Thoughts on Failure from a Psychotherapist
Header photo by Ian Kim
Written by Casey Lepper
Failure is a powerful word that carries so much weight in our society. Understandably, there is a lot of fear around it because it's invariably tied to one's own value. In my psychotherapy practice, I hear many narratives about perceived failings: a relationship falling apart, losing a job, not getting a desired promotion to name a few. He or she will think, “I failed at saving my marriage, I failed at making my parents proud because I didn't get this perfect job or I am a failure because my income isn't high enough.” Sometimes I know failure is being felt without it being explicitly stated. The person in front of me will have their shoulders rolled forward, head slightly tilted down communicating pain, sadness and shortcoming.
Failure is a tricky thing to help clients move through because the essence of failure, the word itself, sends the message of inability. It's almost always thought about with a stain of fear, lack or defeat. Some words have such a strong negative association that just thinking it can cause a contracting reaction in the body. So, my approach is to first remove that word all together and then support in creating a different thought around the situation. For example, instead of looking at the failure- consider the underlying lesson, the opportunity for growth. When we get stuck on what didn’t go right, we miss out on the buried treasure that’s always there waiting to be discovered.
I truly believe that we all have the choice to see what has happened to us as a gift or as an opportunity to feel sorry for ourselves. Choosing the latter often enough inevitably leads to an internalized belief of inadequacy. You will fall under the narrative of not being good enough, feeling victimized by the world around you and being weighed down with powerlessness. Alternatively, when you see everything in life as a treat, a seed of potential- you will find yourself growing taller, stronger and brighter. You will be empowered to change the story, to see with new eyes that which is in front of you. When we change the way we see things, the things we see change. It happens from the inside out.

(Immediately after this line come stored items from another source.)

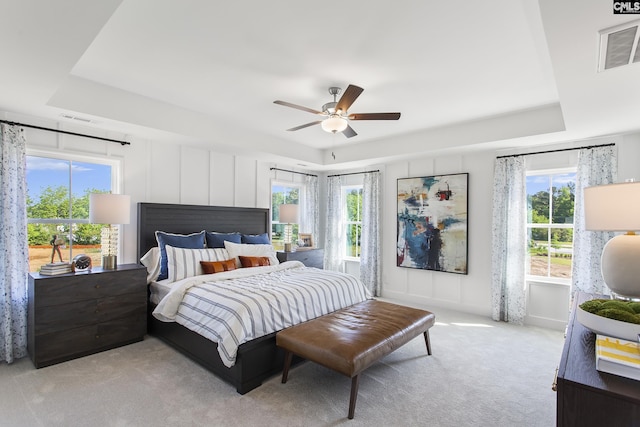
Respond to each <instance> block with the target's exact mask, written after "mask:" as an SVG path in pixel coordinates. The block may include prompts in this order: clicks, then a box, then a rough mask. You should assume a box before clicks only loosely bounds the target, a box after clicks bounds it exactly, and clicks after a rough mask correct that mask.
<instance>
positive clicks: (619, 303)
mask: <svg viewBox="0 0 640 427" xmlns="http://www.w3.org/2000/svg"><path fill="white" fill-rule="evenodd" d="M600 309H601V310H604V309H613V310H623V311H626V312H627V313H631V314H636V312H635V311H633V309H632V308H631V307H629V303H628V302H626V301H619V300H611V301H607V302H603V303H602V305H601V306H600Z"/></svg>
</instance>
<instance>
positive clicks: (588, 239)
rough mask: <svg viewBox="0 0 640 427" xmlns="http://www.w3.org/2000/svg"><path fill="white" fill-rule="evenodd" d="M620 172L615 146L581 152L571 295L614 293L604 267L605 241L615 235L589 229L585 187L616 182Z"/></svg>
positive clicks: (615, 147) (575, 224)
mask: <svg viewBox="0 0 640 427" xmlns="http://www.w3.org/2000/svg"><path fill="white" fill-rule="evenodd" d="M617 174H618V156H617V151H616V147H615V146H606V147H592V148H583V149H581V150H580V152H579V153H578V171H577V173H576V189H575V195H576V200H575V208H574V217H573V263H572V271H571V275H572V280H571V295H572V297H573V295H574V294H575V292H577V291H583V292H588V293H597V294H604V295H610V294H611V291H610V290H609V288H608V287H607V285H605V283H604V279H603V278H602V273H601V270H600V257H601V256H602V249H603V248H604V245H605V244H606V243H607V242H608V241H609V239H611V238H612V237H613V236H615V233H613V232H611V231H586V230H585V222H584V189H585V188H586V187H590V186H592V185H602V184H612V183H614V182H615V181H616V176H617Z"/></svg>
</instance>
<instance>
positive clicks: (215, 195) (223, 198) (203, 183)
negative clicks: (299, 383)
mask: <svg viewBox="0 0 640 427" xmlns="http://www.w3.org/2000/svg"><path fill="white" fill-rule="evenodd" d="M5 118H7V119H9V120H16V121H21V120H22V118H21V117H12V116H9V117H7V116H6V115H5ZM24 121H26V122H28V123H32V124H36V125H41V126H47V127H52V126H51V123H39V122H38V120H37V119H34V118H29V120H24ZM26 132H27V141H28V148H29V149H30V150H39V151H42V152H63V153H65V155H73V156H77V157H78V156H79V157H82V156H90V157H96V156H97V157H102V158H108V159H112V160H116V161H120V162H122V167H123V168H122V169H123V188H122V189H121V192H122V193H124V194H129V195H131V202H132V218H131V224H129V225H126V226H124V227H123V236H122V241H123V245H122V253H121V259H122V262H136V261H137V260H136V251H137V248H136V245H137V242H136V232H137V224H136V222H137V209H136V207H137V203H138V202H157V203H184V204H205V205H206V204H208V205H219V206H243V207H261V208H269V206H270V197H271V191H270V190H271V180H272V179H277V180H279V181H285V182H287V181H289V182H297V181H299V180H300V179H302V178H301V177H302V176H301V175H296V174H290V173H286V172H276V171H270V170H269V168H270V167H271V166H277V167H281V168H283V169H295V168H294V167H291V166H287V165H273V164H270V163H266V162H261V161H258V160H255V159H252V158H249V157H243V156H236V155H230V154H223V153H217V152H215V151H211V150H207V149H206V148H202V147H190V146H184V145H173V144H167V143H158V142H153V141H147V140H138V139H135V138H134V139H129V140H130V141H131V143H132V144H131V145H129V146H121V145H119V144H114V143H109V142H103V141H99V140H92V139H86V138H79V137H74V136H68V135H63V134H56V133H50V132H45V131H39V130H33V129H29V128H27V129H26ZM96 135H98V136H105V137H109V138H114V139H124V137H125V136H124V135H112V134H107V133H105V134H102V135H100V134H99V133H96ZM606 142H616V143H617V144H618V152H619V167H618V172H619V173H618V176H619V180H620V181H623V180H624V179H627V178H635V179H636V180H640V134H634V135H630V136H625V137H616V138H609V139H606V140H605V139H600V140H592V141H587V142H586V144H600V143H606ZM573 145H575V146H583V145H585V142H582V143H575V144H573ZM554 148H556V147H544V148H543V149H542V150H547V149H554ZM497 154H500V153H496V152H494V151H487V152H474V153H469V154H457V155H451V156H440V157H423V158H419V159H411V160H407V161H399V162H393V163H389V164H386V165H381V166H380V167H372V169H373V168H379V169H381V170H383V177H384V185H383V192H384V193H383V197H382V200H383V207H382V208H383V211H382V221H383V225H382V281H383V283H382V296H383V297H386V298H393V299H396V300H399V301H406V302H408V303H418V304H421V305H423V306H426V307H447V308H453V309H456V310H460V311H465V312H471V313H477V314H481V315H486V316H490V314H491V285H490V283H491V215H492V208H491V201H492V197H493V194H492V185H493V164H494V159H495V157H496V155H497ZM574 155H575V154H574V153H573V154H572V152H567V153H566V154H562V155H560V154H556V155H547V156H536V157H535V160H532V162H534V163H535V162H537V163H536V167H538V168H541V169H544V168H552V167H561V166H560V165H562V164H565V165H566V164H567V163H570V162H572V161H573V158H572V157H571V156H574ZM574 164H575V163H574ZM462 172H467V173H469V215H468V220H469V236H468V237H469V239H468V241H469V258H468V261H469V264H468V274H467V275H459V274H451V273H443V272H434V271H425V270H414V269H408V268H400V267H397V266H396V259H395V256H396V255H395V246H396V185H397V179H398V178H406V177H411V176H424V175H435V174H438V175H439V174H450V173H462ZM319 175H320V177H321V178H320V200H319V203H320V218H321V224H320V230H321V236H319V239H318V243H319V246H322V242H323V235H322V233H323V230H324V228H325V222H324V218H325V212H326V210H325V203H326V198H325V197H324V194H325V193H326V185H325V182H324V181H325V180H324V179H322V177H323V175H322V174H319ZM350 179H357V177H354V178H350ZM350 267H353V266H350ZM350 271H357V268H351V269H350ZM567 298H568V288H567V287H566V286H564V287H562V286H558V285H549V284H544V283H543V284H540V283H533V284H529V286H528V307H529V311H528V313H527V322H528V323H531V324H540V325H543V326H550V327H557V328H559V327H561V326H562V325H563V324H564V322H565V321H566V315H567V310H568V306H567V305H566V301H567Z"/></svg>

We will never be able to control what happens in the outside world. Trying to generally creates some degree of anxiety, frustration, depression and anger. It takes so much precious energy. Instead what you can control is that which happens within you. Take your focus and direct it to the inner world. This is where true empowerment lies.
It comes down to a personal decision to step slightly outside of your perspective so you can see things differently. To see everything as rigged in your favor.

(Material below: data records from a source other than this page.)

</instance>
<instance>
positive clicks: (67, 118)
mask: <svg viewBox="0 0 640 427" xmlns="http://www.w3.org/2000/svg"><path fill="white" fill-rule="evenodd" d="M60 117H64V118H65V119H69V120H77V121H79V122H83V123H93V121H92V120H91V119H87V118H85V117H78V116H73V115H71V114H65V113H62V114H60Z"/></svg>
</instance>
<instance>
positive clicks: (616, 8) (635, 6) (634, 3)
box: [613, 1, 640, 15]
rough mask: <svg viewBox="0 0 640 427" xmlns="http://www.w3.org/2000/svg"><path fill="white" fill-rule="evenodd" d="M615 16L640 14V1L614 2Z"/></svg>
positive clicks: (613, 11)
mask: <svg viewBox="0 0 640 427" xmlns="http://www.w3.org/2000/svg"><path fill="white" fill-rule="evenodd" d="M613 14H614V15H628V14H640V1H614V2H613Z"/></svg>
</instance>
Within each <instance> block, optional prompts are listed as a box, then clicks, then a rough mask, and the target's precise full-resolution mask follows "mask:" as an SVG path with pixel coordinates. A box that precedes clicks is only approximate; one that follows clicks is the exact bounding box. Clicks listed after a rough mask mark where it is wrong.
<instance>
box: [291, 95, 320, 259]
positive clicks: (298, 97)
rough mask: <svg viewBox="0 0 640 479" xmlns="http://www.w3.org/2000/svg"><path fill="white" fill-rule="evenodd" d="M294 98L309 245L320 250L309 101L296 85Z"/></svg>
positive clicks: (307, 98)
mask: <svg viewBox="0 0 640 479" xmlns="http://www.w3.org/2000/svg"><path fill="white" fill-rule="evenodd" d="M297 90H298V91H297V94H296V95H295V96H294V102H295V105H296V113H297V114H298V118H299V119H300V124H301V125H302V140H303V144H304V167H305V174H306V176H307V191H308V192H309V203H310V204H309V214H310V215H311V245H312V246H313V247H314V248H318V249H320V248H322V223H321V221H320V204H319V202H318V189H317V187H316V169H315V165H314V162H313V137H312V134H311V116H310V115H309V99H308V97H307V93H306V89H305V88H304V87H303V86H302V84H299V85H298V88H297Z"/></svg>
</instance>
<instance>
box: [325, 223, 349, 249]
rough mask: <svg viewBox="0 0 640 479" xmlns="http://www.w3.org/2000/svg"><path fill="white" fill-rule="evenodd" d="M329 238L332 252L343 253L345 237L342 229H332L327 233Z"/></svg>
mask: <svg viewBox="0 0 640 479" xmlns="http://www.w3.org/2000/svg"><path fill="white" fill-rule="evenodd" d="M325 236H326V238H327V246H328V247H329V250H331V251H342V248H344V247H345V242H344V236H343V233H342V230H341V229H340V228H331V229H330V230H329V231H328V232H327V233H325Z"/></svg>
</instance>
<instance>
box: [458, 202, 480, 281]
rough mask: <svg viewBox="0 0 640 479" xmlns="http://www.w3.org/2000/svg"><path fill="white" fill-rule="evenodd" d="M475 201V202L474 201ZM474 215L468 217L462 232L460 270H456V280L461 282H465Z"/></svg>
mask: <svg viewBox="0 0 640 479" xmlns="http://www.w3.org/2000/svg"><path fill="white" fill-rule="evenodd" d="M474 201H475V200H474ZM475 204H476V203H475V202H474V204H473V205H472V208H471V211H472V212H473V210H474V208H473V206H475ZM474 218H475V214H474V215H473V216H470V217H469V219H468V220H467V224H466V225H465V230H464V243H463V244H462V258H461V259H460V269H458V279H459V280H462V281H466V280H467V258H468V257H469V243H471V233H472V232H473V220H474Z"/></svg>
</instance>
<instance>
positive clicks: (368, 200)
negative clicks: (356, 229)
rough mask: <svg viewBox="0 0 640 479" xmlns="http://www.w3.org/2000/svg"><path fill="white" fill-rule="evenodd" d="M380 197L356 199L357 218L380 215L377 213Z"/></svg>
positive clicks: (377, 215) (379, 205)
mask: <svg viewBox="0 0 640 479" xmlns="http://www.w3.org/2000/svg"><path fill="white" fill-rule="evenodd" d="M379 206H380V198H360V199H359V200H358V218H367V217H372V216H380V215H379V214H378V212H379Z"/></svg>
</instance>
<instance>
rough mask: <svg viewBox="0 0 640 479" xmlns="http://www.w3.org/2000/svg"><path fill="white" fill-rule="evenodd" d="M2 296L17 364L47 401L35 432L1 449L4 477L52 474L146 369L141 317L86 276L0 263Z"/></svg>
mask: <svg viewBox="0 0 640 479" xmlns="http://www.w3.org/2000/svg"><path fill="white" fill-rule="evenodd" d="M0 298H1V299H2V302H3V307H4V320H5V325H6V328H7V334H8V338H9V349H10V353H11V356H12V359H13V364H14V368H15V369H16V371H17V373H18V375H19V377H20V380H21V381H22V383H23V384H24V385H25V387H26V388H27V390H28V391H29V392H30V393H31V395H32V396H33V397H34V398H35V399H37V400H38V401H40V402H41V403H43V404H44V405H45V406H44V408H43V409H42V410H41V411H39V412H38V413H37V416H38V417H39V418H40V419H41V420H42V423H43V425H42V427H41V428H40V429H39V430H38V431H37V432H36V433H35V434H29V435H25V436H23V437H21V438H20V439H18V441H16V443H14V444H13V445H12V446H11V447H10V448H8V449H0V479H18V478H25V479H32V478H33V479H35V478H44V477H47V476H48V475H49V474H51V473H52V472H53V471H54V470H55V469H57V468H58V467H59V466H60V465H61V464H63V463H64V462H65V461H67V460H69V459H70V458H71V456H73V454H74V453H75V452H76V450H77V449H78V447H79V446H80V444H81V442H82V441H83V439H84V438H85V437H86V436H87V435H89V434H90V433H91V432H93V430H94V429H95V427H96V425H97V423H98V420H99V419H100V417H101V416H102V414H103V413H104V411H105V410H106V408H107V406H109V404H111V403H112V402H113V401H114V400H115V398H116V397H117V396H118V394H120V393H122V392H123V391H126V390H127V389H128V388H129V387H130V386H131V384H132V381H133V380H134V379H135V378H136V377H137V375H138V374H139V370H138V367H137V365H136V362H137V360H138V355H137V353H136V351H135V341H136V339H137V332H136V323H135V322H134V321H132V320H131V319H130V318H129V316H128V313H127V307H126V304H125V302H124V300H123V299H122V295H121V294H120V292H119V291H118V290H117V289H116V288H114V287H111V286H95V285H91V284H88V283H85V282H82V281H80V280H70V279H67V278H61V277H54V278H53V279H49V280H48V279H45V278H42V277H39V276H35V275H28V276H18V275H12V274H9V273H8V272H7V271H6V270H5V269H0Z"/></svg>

From my view, failure is a matter of perspective and if we attach to it, we to some degree attach to inadequacy. Changing the words we use around a situation and reframing the thoughts we have about it is a simple and powerful way to move your narrative in a positive direction. Look at the opportunity instead of the failing. Think about the lesson you can learn from the situation. See it as a presented challenge so you can feel your strength and resiliency. Understand that it may be life trying to move you in another direction. And finally, know that you have everything within you to sail the stormy sea without being lost in it. The answer and power is not outside of you. Everything you need is already within- all you have to do is make the choice to believe it.

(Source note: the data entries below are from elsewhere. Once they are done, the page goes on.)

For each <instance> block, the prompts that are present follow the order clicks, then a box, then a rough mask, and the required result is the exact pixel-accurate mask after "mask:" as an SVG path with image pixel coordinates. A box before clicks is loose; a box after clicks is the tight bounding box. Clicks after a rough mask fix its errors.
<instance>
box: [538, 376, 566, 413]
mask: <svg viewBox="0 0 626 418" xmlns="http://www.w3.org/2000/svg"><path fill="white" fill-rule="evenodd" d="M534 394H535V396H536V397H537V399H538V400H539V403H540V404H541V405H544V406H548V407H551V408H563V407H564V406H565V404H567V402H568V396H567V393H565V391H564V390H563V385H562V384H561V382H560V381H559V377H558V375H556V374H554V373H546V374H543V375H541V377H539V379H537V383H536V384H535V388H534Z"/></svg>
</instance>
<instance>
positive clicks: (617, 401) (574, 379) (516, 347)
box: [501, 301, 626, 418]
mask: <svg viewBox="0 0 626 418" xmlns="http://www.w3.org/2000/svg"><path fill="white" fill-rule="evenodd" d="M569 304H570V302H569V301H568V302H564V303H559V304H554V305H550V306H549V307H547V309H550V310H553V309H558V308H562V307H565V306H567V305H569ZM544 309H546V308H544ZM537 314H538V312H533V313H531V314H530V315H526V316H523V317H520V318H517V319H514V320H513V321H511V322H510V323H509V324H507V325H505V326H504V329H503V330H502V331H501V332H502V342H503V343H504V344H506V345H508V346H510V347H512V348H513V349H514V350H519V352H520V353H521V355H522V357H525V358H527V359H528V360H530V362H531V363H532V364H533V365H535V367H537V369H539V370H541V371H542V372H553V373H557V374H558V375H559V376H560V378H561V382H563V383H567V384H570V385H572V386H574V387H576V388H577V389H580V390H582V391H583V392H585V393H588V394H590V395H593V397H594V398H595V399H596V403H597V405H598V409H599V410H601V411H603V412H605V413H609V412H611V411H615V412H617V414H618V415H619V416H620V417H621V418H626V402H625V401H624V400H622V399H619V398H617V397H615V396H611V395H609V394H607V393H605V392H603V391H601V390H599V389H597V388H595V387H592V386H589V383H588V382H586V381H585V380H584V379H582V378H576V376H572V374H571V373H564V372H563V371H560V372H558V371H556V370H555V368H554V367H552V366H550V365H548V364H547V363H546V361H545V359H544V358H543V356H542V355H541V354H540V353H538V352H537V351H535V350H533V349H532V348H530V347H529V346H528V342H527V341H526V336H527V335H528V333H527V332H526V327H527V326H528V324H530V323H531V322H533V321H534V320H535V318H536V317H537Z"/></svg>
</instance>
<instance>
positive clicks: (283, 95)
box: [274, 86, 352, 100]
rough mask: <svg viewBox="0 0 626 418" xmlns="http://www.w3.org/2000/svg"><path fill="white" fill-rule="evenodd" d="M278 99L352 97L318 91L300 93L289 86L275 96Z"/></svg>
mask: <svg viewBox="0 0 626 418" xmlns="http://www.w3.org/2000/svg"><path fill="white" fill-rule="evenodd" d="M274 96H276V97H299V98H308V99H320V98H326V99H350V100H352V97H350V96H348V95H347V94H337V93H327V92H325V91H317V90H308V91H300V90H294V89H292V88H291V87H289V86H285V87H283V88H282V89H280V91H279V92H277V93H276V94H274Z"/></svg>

Casey Lepper is a licensed psychotherapist, certified spiritual healer and meditation teacher. Passionate about helping people step towards their highest potential, her work focuses on identifying and surrendering all limiting beliefs and conditions, freeing one to exponentially expand and evolve. She believes integrating psychology and spirituality helps nurture deeper healing, more positive thinking and greater personal empowerment. That by aligning Mind Body and Spirit, we are able to step into our extraordinary selves and unlimited potential.